Dans les pays du Sud, les habitations sont généralement couvertes d'un toit blanc qui réfléchit la lumière du soleil. De quoi limiter l'apport de chaleur dans les maisons. Le même principe s'applique, avec une efficacité remarquable, au revêtement inventé par l'équipe du professeur Shanhui Fan. Le matériau renvoie en effet 97 % du rayonnement solaire qui le frappe. La véritable innovation repose toutefois sur sa seconde propriété. Rappelons que les objets, tout comme les êtres vivants, émettent de la chaleur sous la forme d'un rayonnement infrarouge, invisible à l'œil nu. C'est la chaleur de ce rayonnement que nous ressentons, par exemple, lorsque nous nous tenons devant un four fermé. C'est lui que le revêtement mis au point par les chercheurs de Stanford permet d'évacuer vers l'extérieur des bâtiments.

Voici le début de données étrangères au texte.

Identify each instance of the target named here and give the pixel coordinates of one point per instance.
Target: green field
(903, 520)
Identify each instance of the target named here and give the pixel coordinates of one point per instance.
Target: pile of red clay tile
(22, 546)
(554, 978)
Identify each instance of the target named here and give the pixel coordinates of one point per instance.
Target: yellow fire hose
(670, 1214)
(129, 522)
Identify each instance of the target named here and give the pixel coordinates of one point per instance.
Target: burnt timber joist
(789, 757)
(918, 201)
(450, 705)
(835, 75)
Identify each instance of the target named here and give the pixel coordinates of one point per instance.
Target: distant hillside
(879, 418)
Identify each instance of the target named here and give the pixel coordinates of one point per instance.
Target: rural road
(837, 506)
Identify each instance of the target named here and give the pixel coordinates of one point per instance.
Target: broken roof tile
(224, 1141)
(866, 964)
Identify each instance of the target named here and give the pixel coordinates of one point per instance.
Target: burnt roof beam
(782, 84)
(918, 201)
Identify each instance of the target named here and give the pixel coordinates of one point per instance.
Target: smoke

Des ingénieurs de Standord ont mis au point un matériau qui permet de refroidir les bâtiments. Celui-ci agit d’abord comme un miroir pour réfléchir les rayons lumineux qui le frappent. Il évacue aussi la chaleur intérieure sous la forme d’une radiation infrarouge. © Fan Lab, Stanford Engineering

Ce nouveau matériau est composé de sept couches d'épaisseur variable de dioxyde de silicium (SiO2) et d'hafnium (HfO2) déposées sur une mince couche d'argent. Ces feuillets constituent une structure capable à la fois de réfléchir le rayonnement entrant mais aussi d'absorber la chaleur intérieure pour la réémettre à des longueurs d'onde infrarouges comprises entre 8 et 13 micromètres. Les molécules présentes dans l'air ne peuvent pas absorber la chaleur émise dans cette longueur d'onde : l'air alentour ne chauffe donc pas, la chaleur est directement rejetée vers l'espace.

Quelques difficultés techniques à résoudre

Pour l'heure, le prototype n'est pas plus grand qu'une pizza. Ses concepteurs assurent qu'un tel matériau peut être économiquement rentable s'il est mis en forme de façon à trouver des applications pratiques. Une solution pourrait venir de la pulvérisation du matériau sur un support solide susceptible d'être installé sur les toits. Il restera alors tout de même à trouver le moyen de guider la chaleur intérieure vers le revêtement extérieur afin que celui-ci puisse l'évacuer.

Malgré ces difficultés, l'équipe de Shanhui Fan est confiante. Le professeur en génie électrique voit ce projet comme une première étape dans l'utilisation de l'univers comme un dissipateur de chaleur accessible à tous et d'une envergure illimitée. En attendant que son revêtement puisse être installé sur tous les toits du monde, il assure qu'il pourra améliorer le rendement des systèmes de climatisation existants en les aidant à évacuer leur chaleur perdue vers l'espace.